Que los que llevan años salivando con el fracaso del Atleti están felices es normal. Que los que disfrutan como un marrano en la charca atizando a Simeone están de enhorabuena, es lógico. Y que nostálgicos de aquel Atleti que era el chiste fácil en la oficina hayan visto la luz después de años de sufrir un equipo molesto, es normal. Están festejando el mal momento del Atleti y tienen sobrados motivos. Buen provecho. Ahora falta saber hasta dónde les va a permitir el Atleti que mantengan ese estado de felicidad. Simeone y su grupo tienen que sentarse, mirarse a los ojos, hacer autocrítica y unirse. Más de lo que siempre se han unido. Los problemas son de primer orden. Y mientras el personal busca culpables, ellos tendrán que encontrar soluciones. De la crisis nace la oportunidad. El Atleti se ha merecido todo lo malo que le ha pasado, se ha empeñado en suicidarse durante el último mes y cuando sale al campo, da la sensación de que tiene la confianza por los suelos. Simeone, en su condición de líder, tiene que volver al camino del que el equipo jamás debió apartarse. Trabajo, sacrificio y un grupo de jugadores dispuestos a preguntarse qué pueden hacer por el Atleti y no qué puede hacer el Atleti por ellos. Si el Atleti vuelve a ser el equipo que fue, si el vestuario se une de verdad y no de boquilla, y si el club, que está haciendo un gran trabajo en todas sus áreas, respalda al grupo ahora, se saldrá del bache. La porquería se ha desparramado y mientras algunos corren, otros se quedan. Los hay que se han tirado de cabeza del barco y ahora son el Cholo y sus pretorianos los que están obligados a que, poco a poco, ese barco vuelva a estar hasta los topes.
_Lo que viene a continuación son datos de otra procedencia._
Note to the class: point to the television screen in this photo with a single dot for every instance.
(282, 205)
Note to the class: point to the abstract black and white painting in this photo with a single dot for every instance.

Si una modelo brasileña que se casó consigo misma ahora quiere divorciarse, no hay motivo para pensar que el Atleti no levante el vuelo. Pero para que eso sea así, el Atleti tiene que volver a ponerse a la altura de su afición. Partido a partido, pero con el fuego interior que ahora parece haber dejado de arder. Cuando el mal momento no es puntual, sino tendencia, hay un problema.

La crisis es real. Y ahora solo hay dos maneras de afrontarla: salir corriendo o quedarse. Al Atleti le sirven los que se quedan. Tienen que dar un paso al frente, lavar la imagen ofrecida, honrar esa camiseta y ponerse, de una vez por todas y sin excusas para no dormir, a la altura de la exigencia. Queda un mundo por delante, pero que nadie se engañe. El personal se ha cansado del paso atrás y ahora exige dos hacia adelante. Y el movimiento se demuestra andando. La afición olvida las derrotas, pero no soporta que se traicione la esencia. Pide un equipo que pelee como el mejor. Y esa es la exigencia. El Atleti es pelea. Esa es su historia. Y si no pelea, no es el Atleti. Si uno cae, combate y se levanta. El resto son historias para no dormir. A pelear.